"Holiday Memories," an adaptation by Russell Vanderbroucke of two Truman Capote short stories, playing at the Oregon Cabaret Theatre, is the absolute best of holiday cheer.

"Holiday Memories," an adaptation by Russell Vanderbroucke of two Truman Capote short stories, playing at the Oregon Cabaret Theatre, is the absolute best of holiday cheer.

The piece is actually two one-act plays based on gentle memory pieces. "A Thanksgiving Visitor" was first published in 1967, and "A Christmas Memory" was written in 1956. Both recount events from Capote's lonely, isolated childhood, when his warring parents shipped him off to some distant cousins in rural Alabama. The six-year-old Truman — here called Buddy — finds himself in the household of Uncle B and three aging spinsters. Buddy bonds with the eldest, his cousin Sook.

Here, wreathed in Capote's eloquent language, we meet a gentle, shy and unworldly woman, filled with the wonder of seeing and doing simple, everyday things. Sook is adult enough to give Buddy guidance and childlike enough to be a companion. She awakens his imagination and his powers of observation.

Vanderbroucke's play has the older Truman as a narrator, interacting with the younger Buddy, walking through the action, and occasionally commenting on it with an older, adult eye.

This is not the pickled, jaded Truman Capote of his later years. The young Capote — Buddy — is fragile and hesitant and ripe for gentle lessons. Sook — devout but not rigid, traditional but hardly conventional — shapes Buddy into a loving and caring adult, a person that the aging Capote has lost and sorely misses.
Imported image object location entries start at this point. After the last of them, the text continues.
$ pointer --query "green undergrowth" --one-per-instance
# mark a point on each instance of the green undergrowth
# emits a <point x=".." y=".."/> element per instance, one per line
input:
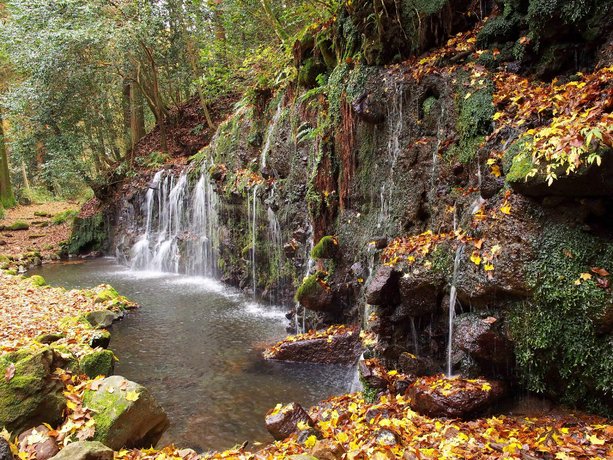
<point x="560" y="348"/>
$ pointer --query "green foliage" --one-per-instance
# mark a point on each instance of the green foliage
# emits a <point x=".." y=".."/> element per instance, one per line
<point x="326" y="248"/>
<point x="558" y="348"/>
<point x="310" y="285"/>
<point x="64" y="216"/>
<point x="154" y="160"/>
<point x="17" y="225"/>
<point x="38" y="280"/>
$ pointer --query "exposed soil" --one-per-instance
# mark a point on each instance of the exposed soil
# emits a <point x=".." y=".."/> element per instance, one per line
<point x="42" y="235"/>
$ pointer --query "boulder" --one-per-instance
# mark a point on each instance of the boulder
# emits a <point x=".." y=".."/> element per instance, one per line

The first act recounts Buddy's travails with the fearsome bully, Odd Henderson. Where Buddy sees someone who is "the meanest human creature in my experience," Sook sees an envious and angry child from an ostracized family. To Buddy's horror, she invites Odd Henderson to the huge family Thanksgiving dinner. To Buddy's further horror, Henderson accepts. During the dinner, Buddy has an opportunity for sweet revenge, but the lesson learned isn't quite what Buddy expected.

The second act is about Buddy and Sook's ritual preparations for Christmas. It starts with Sook's gleeful announcement of the arrival of "fruitcake weather," and meanders through the gleaning of fallen pecans from the ground of a nearby orchard, the fearful buying of liquor from a formidable bootlegger, the fashioning of fruitcakes to be sent to relatives, friends or even casual acquaintances — including President Roosevelt — and the joyful trek through wood and stream to find the "perfect" Christmas tree and maneuver it home.

The Cabaret Theatre did this play a number of years ago, to great success. Here, it is Michael J. Hume's precise direction that shapes this production and brings it far beyond what might have been the usual in heart-warming holiday fare. Hume, an accomplished actor with the Oregon Shakespeare Festival and a talented writer, never lets his actors go "cute."

John Stadelman reprises his role as the older Capote. Hume has him steadily working his way through a bottle of liquor — bourbon? — throughout the play, glass always in hand as he alternately observes or strolls or comments. Stadelman's impish smile and arch gaze here take a back seat to affection and nostalgia.

Likewise, Brandy Carson, once again playing Sook, is never a caricature. Whether imparting common sense wisdom or joyfully flying a homemade kite, Carson keeps Sook grounded.

The role of the young Buddy is to be shared between Braden Day and Braden Fastidio. On opening night, it was Braden Day's turn. Day has already appeared with OSF — he was the young Winthrop in last season's production of "The Music Man" — and he gives a skilled performance here. He is never a cloying, precocious child, but rather very real.

The myriad other male characters — the bully, the uncle, the bootlegger — are played by newcomer Jerry Lee. Cabaret veteran Tamara Marston plays various minor female characters and, along with Mark Turnbull, serves as music director.

Much of the joy in this production comes from the original music provided by guitarist Mark Turnbull. He is a Grammy-nominated songwriter and wrote the charming opera "Tales of Fannie Keenan, Better Known as Dora Hand," recently done at Oregon Stage Works. Turnbull's lovely guitar work and the beautiful vocalizing of the entire cast surround the action with a proper holiday glow.

Scenic designer Michael Halderman has taken the Cabaret's high-ceilinged stage and created a richly evocative set, part attic, part rambling old house. Similarly, Kerri Lea Robbins recreates Depression-era clothing without being too literal. Lighting design by Bridget Carlson is equally effective.

"Holiday Memories" is just the kind of entertainment you want to take visiting out-of-towners to. But, do yourself a favor — go see it even on your own.